Association Pattern-aware Fusion for Biological Entity Relationship Prediction

Authors: Lingxiang Jia, Yuchen Ying, Zunlei Feng, Zipeng Zhong, Shaolun Yao, Jiacong Hu, Mingjiang Duan, Xingen Wang, Jie Song, Mingli Song

NeurIPS 2024 | Conference PDF | Archive PDF | Plain Text | LLM Run Details

Reproducibility Variable Result LLM Response
Research Type Experimental Extensive experiments conducted on three biological datasets quantitatively demonstrate that the proposed method achieves about 4%-23% hit@1 improvements compared with state-of-the-art baselines.
Researcher Affiliation Collaboration 1State Key Laboratory of Blockchain and Data Security, Zhejiang University 2Hangzhou High-Tech Zone (Binjiang) Institute of Blockchain and Data Security 3Bangsheng Technology Co, Ltd.
Pseudocode No The paper describes algorithms and methods in text and mathematical formulas but does not include a distinct pseudocode block or algorithm figure.
Open Source Code Yes Our data and code are available at https://github.com/hry98kki/Pattern BERP.
Open Datasets Yes In this paper, we adopt three biological entity association datasets with significant biological meaning, namely DMD (Drug-Microbe-Disease), DDC (synergistic Drug-Drug-Cell line) and DPA (Drug-target Protein-Adverse reaction), among which DPA dataset is directly constructed. In line with DMD and DDC, we utilize preprocessing tools provided by [21] to deal with the original data from ADRe CS-Target [44], and collect a total of 1,079 triplets that are structured into the data schema <drug, protein, adr>.
Dataset Splits Yes To accurately evaluate model performance and prevent overfitting, 5-fold cross-validation is used to evaluate the performance. Specifically, we randomly split the dataset into a 90% cross-validation set and a 10% independent test set. On the cross-validation set, the 5-fold cross-validation is implemented.
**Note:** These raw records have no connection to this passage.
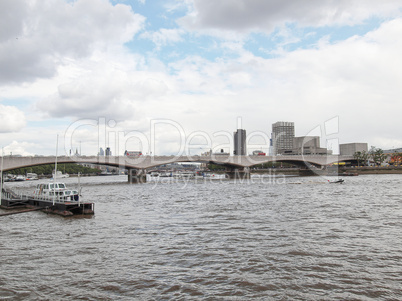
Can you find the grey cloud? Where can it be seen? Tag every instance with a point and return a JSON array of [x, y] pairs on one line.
[[35, 36], [265, 15]]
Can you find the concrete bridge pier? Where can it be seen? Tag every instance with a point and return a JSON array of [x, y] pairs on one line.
[[239, 173], [137, 176]]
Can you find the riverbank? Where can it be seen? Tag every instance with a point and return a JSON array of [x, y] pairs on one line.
[[368, 170]]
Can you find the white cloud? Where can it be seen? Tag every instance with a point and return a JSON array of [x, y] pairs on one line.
[[11, 119], [264, 16], [41, 33], [164, 36]]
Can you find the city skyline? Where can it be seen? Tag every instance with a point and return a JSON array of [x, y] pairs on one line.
[[200, 66]]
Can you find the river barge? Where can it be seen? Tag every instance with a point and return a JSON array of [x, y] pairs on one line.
[[57, 204]]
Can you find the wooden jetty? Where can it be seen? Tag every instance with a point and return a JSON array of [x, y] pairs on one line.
[[10, 200]]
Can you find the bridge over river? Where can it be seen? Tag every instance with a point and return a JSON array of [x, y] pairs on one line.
[[237, 166]]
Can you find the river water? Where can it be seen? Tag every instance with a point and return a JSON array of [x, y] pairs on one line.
[[266, 239]]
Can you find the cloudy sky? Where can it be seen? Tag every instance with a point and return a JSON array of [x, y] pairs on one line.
[[157, 75]]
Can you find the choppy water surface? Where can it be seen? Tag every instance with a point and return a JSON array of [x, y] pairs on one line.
[[299, 239]]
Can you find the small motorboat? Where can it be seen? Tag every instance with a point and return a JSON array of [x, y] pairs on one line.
[[340, 181]]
Hardware Specification Yes Furthermore, all experiments are conducted on a single NVIDIA A6000 Tensor Core GPU (48GB) and Intel(R) Xeon CPU with 24 cores and 500G memory.
Software Dependencies No The paper mentions software components like 'Vallina GIN', '1D CNN model', and 'Adam optimizer', but does not provide specific version numbers for these software dependencies or libraries.
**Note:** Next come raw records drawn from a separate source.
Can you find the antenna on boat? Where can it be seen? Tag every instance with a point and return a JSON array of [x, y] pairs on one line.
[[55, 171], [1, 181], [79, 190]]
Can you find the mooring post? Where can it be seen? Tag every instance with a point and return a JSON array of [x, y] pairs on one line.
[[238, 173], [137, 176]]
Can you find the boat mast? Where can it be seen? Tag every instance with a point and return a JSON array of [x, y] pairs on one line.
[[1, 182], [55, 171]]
Experiment Setup Yes The initialized entity embedding size d is fixed to 128. The number of BGNN, APF layers are all fixed to 2. The training epoch is setting to 1,000 for DMD, DPA datasets and 2,000 for DDC dataset. The number of max hop in pattern sampling U is setting to 3. The number of sampled patterns N is setting to 100. The number of attention heads is 32 for DMD dataset, 16 for DDC dataset, 4 for DPA dataset. The loss-balanced coefficient for bind-relation task α is fixed to 0.5. The threshold for bind-relation prediction probability γ is fixed to 0.5. In addition, in line with the evaluation strategy of [21], 29 negative samples are randomly generate for each test triplet in four scenarios for the evaluation of all methods, and thus display the average metrics over all test triplets.